How big is SubQ’s context window?

The research model supports 12 million tokens, roughly 9 million words. The production API exposes a 1 million token context window.

Is SubQ open source?

No. SubQ is closed-weights and not open source. Subquadratic has said a technical report is forthcoming but has not committed to releasing weights.

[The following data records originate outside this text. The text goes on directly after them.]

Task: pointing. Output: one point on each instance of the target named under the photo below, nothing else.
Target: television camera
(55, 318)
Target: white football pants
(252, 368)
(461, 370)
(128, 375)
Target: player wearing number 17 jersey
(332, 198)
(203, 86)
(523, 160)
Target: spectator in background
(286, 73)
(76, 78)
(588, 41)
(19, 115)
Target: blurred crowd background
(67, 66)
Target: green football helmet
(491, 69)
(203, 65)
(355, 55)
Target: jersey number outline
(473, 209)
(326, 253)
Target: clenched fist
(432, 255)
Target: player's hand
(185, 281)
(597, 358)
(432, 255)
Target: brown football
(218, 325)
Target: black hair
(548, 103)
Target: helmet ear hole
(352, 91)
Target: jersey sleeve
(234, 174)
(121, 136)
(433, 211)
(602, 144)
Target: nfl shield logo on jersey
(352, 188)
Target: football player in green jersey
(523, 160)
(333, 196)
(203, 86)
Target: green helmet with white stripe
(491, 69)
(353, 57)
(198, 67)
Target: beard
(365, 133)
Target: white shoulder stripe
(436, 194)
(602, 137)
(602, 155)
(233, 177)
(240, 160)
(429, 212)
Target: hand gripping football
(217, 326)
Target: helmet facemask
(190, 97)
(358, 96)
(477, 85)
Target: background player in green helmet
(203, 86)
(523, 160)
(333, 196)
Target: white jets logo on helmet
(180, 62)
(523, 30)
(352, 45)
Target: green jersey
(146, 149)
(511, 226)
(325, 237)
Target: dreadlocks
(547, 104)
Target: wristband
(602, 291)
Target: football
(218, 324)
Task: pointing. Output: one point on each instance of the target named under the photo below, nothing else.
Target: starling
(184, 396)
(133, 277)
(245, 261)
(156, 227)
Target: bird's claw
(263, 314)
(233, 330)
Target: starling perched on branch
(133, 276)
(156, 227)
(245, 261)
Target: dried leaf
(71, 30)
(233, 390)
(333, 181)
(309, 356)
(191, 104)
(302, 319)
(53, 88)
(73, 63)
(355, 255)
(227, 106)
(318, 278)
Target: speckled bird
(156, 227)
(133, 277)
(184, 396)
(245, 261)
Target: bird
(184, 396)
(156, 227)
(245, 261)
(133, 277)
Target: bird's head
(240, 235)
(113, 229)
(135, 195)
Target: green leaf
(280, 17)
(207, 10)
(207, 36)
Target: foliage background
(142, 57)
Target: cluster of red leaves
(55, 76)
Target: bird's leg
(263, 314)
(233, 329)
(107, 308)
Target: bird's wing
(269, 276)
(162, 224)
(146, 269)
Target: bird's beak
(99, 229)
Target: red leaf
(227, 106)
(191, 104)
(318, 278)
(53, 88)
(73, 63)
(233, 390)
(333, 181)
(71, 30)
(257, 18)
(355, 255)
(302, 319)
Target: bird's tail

How does SubQ compare to Claude or GPT?

On long-context benchmarks like RULER 128K, SubQ is competitive with Claude Opus 4.6. On MRCR v2 at 1M tokens, it scores 65.9%, behind GPT-5.5’s 74.0%. The differentiator is cost: Subquadratic claims roughly 300x lower cost at the same accuracy on RULER 128K and 50x lower cost than frontier models at 1M tokens.

Can I use SubQ today?

Access is private beta only. The SubQ API, SubQ Code (CLI agent), and SubQ Search (free research tool) all require an access request through subq.ai. SubQ Search is the easiest entry point.

Is SubQ legit, or hype?

It is too early to say with confidence. The company has published benchmark results and a technical post explaining SSA, but has not released weights, a full technical report, or independent benchmarks. Several researchers, including Will Depue, have publicly questioned whether SubQ is a sparse-attention finetune of an existing open-source model rather than a fully new architecture. Independent verification over the next few weeks will decide it.